Efficient Caching in Python: From Local to External Solutions

Track:
DevOps, Cloud, Scalable Infrastructure
Type:
Talk
Level:
beginner
Duration:
30 minutes

Abstract

We all know that caching speeds up database queries, but are we aware which caching technique is right for our specific use case? Did we know that even simple, seemingly obvious code can be drastically improved with the right caching strategy? Improper or excessive use of caching can however introduce unnecessary complexity—impacting deployment, performance, scalability, and maintenance.

In this talk, we will address these challenges by exploring Python-specific caching strategies and the decision-making process behind transitioning from local in-memory caching to external solutions. We will focus on optimizing applications without over-complicating things.

Starting with a quick introduction on caching fundamentals, we will dive into simple Pythonic ways to leverage local in-memory caching with functools.lru_cache, cachetools, and joblib, and explore how cache warming, expiry, and cache invalidation can really improve performance. After comparing multiple caching strategies, we will discuss external caching and when it’s time to use it. Through a live demo, we’ll see how to set up Redis and integrate it into a Python app to scale up our caching strategy effectively.

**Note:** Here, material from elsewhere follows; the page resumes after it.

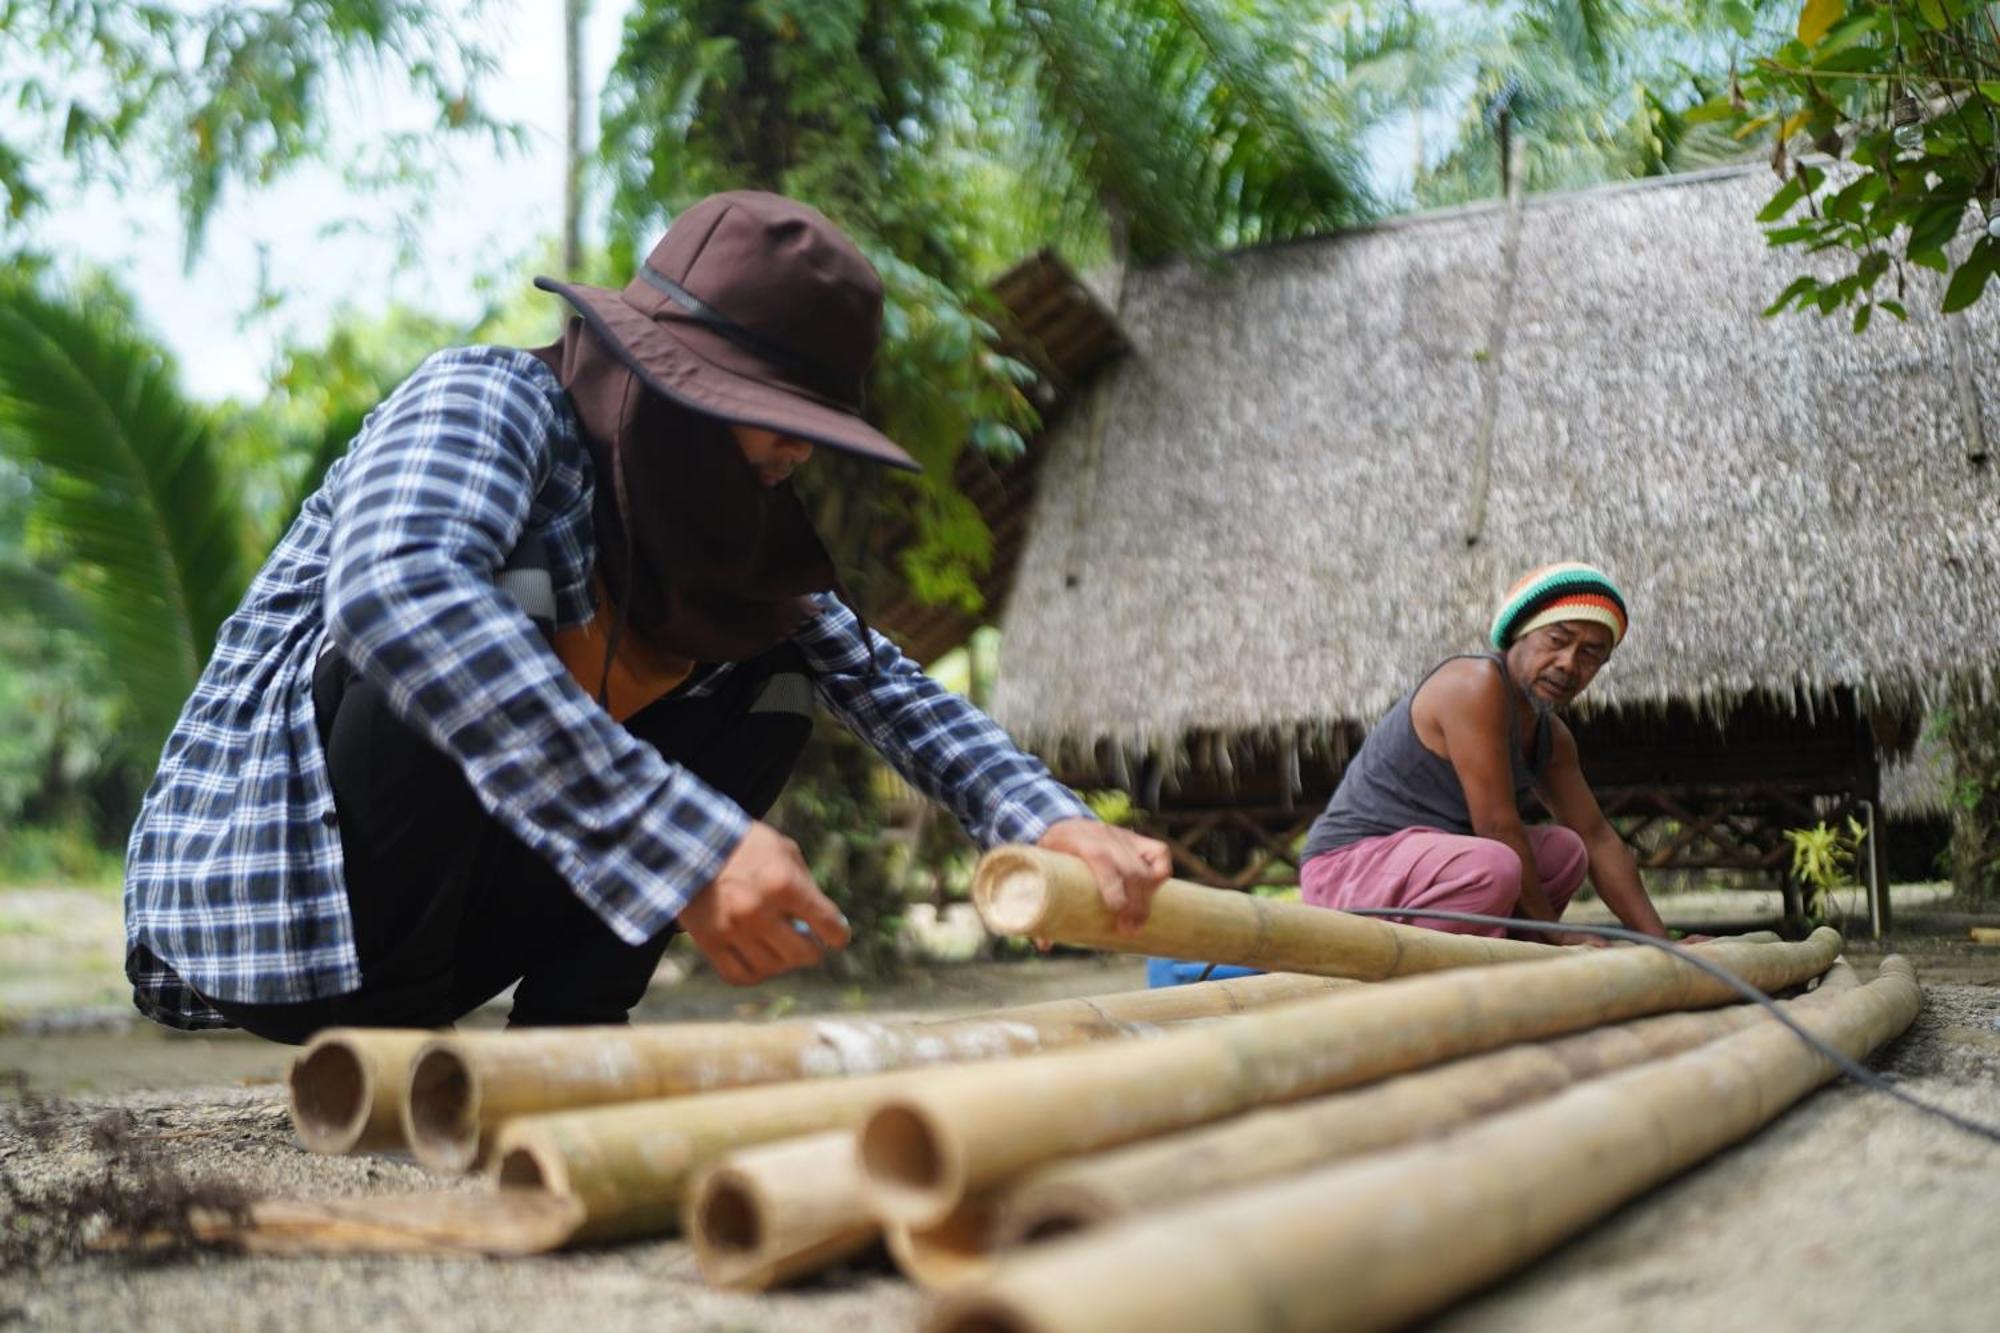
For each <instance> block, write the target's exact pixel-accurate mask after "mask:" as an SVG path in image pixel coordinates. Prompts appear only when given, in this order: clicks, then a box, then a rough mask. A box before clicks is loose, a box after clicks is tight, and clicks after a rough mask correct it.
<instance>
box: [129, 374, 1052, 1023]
mask: <svg viewBox="0 0 2000 1333" xmlns="http://www.w3.org/2000/svg"><path fill="white" fill-rule="evenodd" d="M524 534H534V536H538V538H540V540H542V546H544V550H546V554H548V564H550V578H552V582H554V592H556V622H558V626H568V624H580V622H584V620H588V618H590V614H592V604H590V592H588V576H590V562H592V530H590V454H588V450H586V448H584V444H582V440H580V436H578V422H576V414H574V410H572V408H570V402H568V396H566V394H564V392H562V386H560V384H558V382H556V376H554V374H552V372H550V370H548V366H544V364H542V362H540V360H536V358H534V356H528V354H526V352H518V350H506V348H460V350H448V352H440V354H436V356H432V358H430V360H426V362H424V364H422V366H420V368H418V370H416V374H412V376H410V378H408V380H406V382H404V384H402V386H400V388H398V390H396V392H394V394H392V396H390V398H388V400H386V402H384V404H382V406H380V408H376V412H372V414H370V418H368V422H366V424H364V426H362V432H360V434H358V436H356V440H354V444H352V448H350V450H348V456H346V458H342V460H340V462H338V464H336V466H334V468H332V470H330V472H328V474H326V482H324V484H322V486H320V490H318V492H314V496H312V498H310V500H308V502H306V506H304V510H302V512H300V516H298V520H296V522H294V524H292V528H290V532H286V536H284V540H282V542H280V544H278V550H274V552H272V556H270V560H266V562H264V568H262V570H260V572H258V576H256V580H252V584H250V590H248V592H246V594H244V600H242V606H238V610H236V614H232V616H230V618H228V620H226V622H224V624H222V630H220V634H218V638H216V650H214V656H212V658H210V662H208V667H206V671H204V673H202V679H200V685H198V687H196V691H194V697H192V699H190V701H188V705H186V709H184V711H182V715H180V723H178V725H176V727H174V733H172V737H170V739H168V743H166V751H164V753H162V757H160V771H158V775H156V777H154V781H152V787H150V789H148V791H146V801H144V805H142V807H140V815H138V823H136V825H134V829H132V841H130V847H128V851H126V973H128V977H130V979H132V989H134V1003H136V1005H138V1009H140V1011H142V1013H146V1015H148V1017H152V1019H156V1021H160V1023H166V1025H168V1027H226V1025H228V1023H226V1019H222V1015H218V1013H216V1011H214V1009H212V1007H210V1005H206V1003H204V1001H202V997H204V995H208V997H216V999H222V1001H238V1003H248V1005H288V1003H300V1001H312V999H324V997H332V995H346V993H350V991H354V989H358V987H360V983H362V973H360V963H358V959H356V953H354V923H352V919H350V915H348V899H346V889H344V881H342V863H340V831H338V821H336V817H334V793H332V787H330V783H328V775H326V755H324V751H322V747H320V737H318V727H316V721H314V707H312V669H314V662H316V660H318V656H320V650H322V646H326V644H328V642H332V644H334V646H338V648H340V652H342V654H344V656H346V658H348V660H350V662H352V664H354V667H356V669H358V671H360V673H364V675H366V677H370V679H372V681H378V683H384V685H386V687H388V699H390V707H392V709H394V711H396V713H398V715H400V717H404V719H406V721H408V723H410V725H414V727H416V729H418V731H422V733H424V735H426V737H428V739H430V741H432V745H436V747H438V749H440V751H444V753H446V755H450V757H454V759H456V761H458V763H460V767H462V769H464V773H466V777H468V779H470V783H472V787H474V791H476V793H478V797H480V803H482V805H484V807H486V809H488V811H490V813H492V815H494V817H496V819H498V821H500V823H502V825H504V827H506V829H508V831H512V833H514V835H516V837H520V841H522V843H526V845H528V847H532V849H534V851H538V853H540V855H542V857H546V859H548V861H550V865H554V867H556V869H558V871H560V873H562V877H564V879H566V881H568V883H570V887H572V889H574V891H576V895H578V897H580V899H582V901H584V903H588V905H590V909H592V911H596V913H598V917H602V919H604V923H606V925H608V927H610V929H612V931H616V933H618V937H620V939H624V941H630V943H642V941H646V939H652V937H654V935H658V933H660V931H662V929H666V925H668V923H672V921H674V917H676V915H680V911H682V907H686V903H688V899H690V897H692V895H694V893H696V891H698V889H702V887H704V885H706V883H708V881H712V879H714V877H716V873H718V871H720V869H722V863H724V861H726V859H728V855H730V851H732V849H734V847H736V843H738V839H740V837H742V835H744V831H746V829H748V825H750V817H748V815H744V811H742V809H740V807H736V805H734V803H732V801H728V799H726V797H722V795H720V793H716V791H714V789H710V787H708V785H704V783H702V781H700V779H696V777H692V775H690V773H686V771H684V769H680V767H676V765H670V763H666V761H664V759H660V755H658V753H656V751H654V749H652V747H650V745H646V743H642V741H638V739H634V737H632V735H630V733H628V731H626V729H624V727H620V725H618V723H614V721H612V719H610V715H606V713H604V711H602V709H600V707H598V705H596V703H594V701H592V699H590V697H588V695H586V693H584V691H582V689H580V687H578V685H576V683H574V681H572V679H570V675H568V671H566V669H564V667H562V662H560V660H558V658H556V654H554V650H552V648H550V646H548V642H546V640H544V638H542V634H540V632H536V628H534V624H532V622H530V620H528V614H526V612H524V610H522V608H520V604H516V602H514V600H512V598H510V596H508V594H504V592H502V590H500V586H498V582H496V576H498V572H500V570H502V568H504V564H506V560H508V554H510V552H512V550H514V546H516V542H518V540H520V538H522V536H524ZM820 600H822V604H824V610H822V612H820V614H818V616H816V618H812V620H808V622H806V624H804V626H802V628H800V630H798V632H796V634H794V642H796V644H798V646H800V650H802V652H804V656H806V662H808V667H810V669H812V675H814V685H816V691H818V695H820V699H822V701H824V703H826V707H828V709H832V711H834V715H836V717H840V721H842V723H846V725H848V727H850V729H852V731H854V733H856V735H860V737H862V739H864V741H868V743H870V745H872V747H874V749H876V751H880V753H882V757H884V759H888V761H890V763H892V765H894V767H896V769H898V771H900V773H902V775H904V777H906V779H910V783H914V785H916V787H918V789H922V791H924V793H928V795H930V797H934V799H936V801H940V803H944V805H948V807H950V809H952V813H954V815H956V817H958V821H960V823H962V825H964V827H966V831H968V833H972V837H974V839H978V841H980V843H982V845H994V843H1032V841H1036V839H1040V837H1042V833H1044V831H1046V829H1048V825H1052V823H1054V821H1058V819H1070V817H1078V815H1088V811H1086V807H1084V805H1082V803H1080V801H1078V799H1076V797H1074V793H1070V791H1068V789H1066V787H1062V785H1060V783H1056V781H1054V779H1052V777H1050V775H1048V771H1046V769H1044V767H1042V765H1040V761H1036V759H1032V757H1028V755H1022V753H1020V751H1018V749H1016V747H1014V745H1012V741H1008V737H1006V733H1002V731H1000V729H998V727H996V725H994V723H992V721H990V719H988V717H986V715H982V713H980V711H978V709H974V707H972V705H968V703H966V701H962V699H958V697H956V695H952V693H948V691H944V689H942V687H938V685H936V683H934V681H932V679H930V677H926V675H924V673H922V671H920V669H918V667H916V664H914V662H910V660H908V658H906V656H904V654H902V652H900V650H896V646H894V644H892V642H888V640H886V638H882V636H880V634H870V640H868V642H870V646H872V652H874V658H876V671H874V673H870V671H868V669H866V667H868V650H866V648H864V646H862V626H860V622H858V620H856V616H854V612H852V610H848V608H846V606H842V604H840V602H838V600H836V598H832V596H822V598H820ZM726 671H728V667H720V669H716V671H714V673H710V675H708V677H706V679H700V681H696V683H692V685H690V687H688V689H690V691H694V693H706V691H710V689H714V683H716V681H720V679H722V675H724V673H726Z"/></svg>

Through this talk attendees will:

  • Learn how to implement efficient internal caching using Python’s built-in libraries.
  • Discover practical techniques for cache invalidation, expiry, and cache warming to ensure optimal cache performance.
  • Understand when to scale with Redis (or other external caching solutions) and how to integrate them into Python projects.
  • Be equipped to choose the right caching strategy for different use cases, ensuring faster and more scalable Python applications.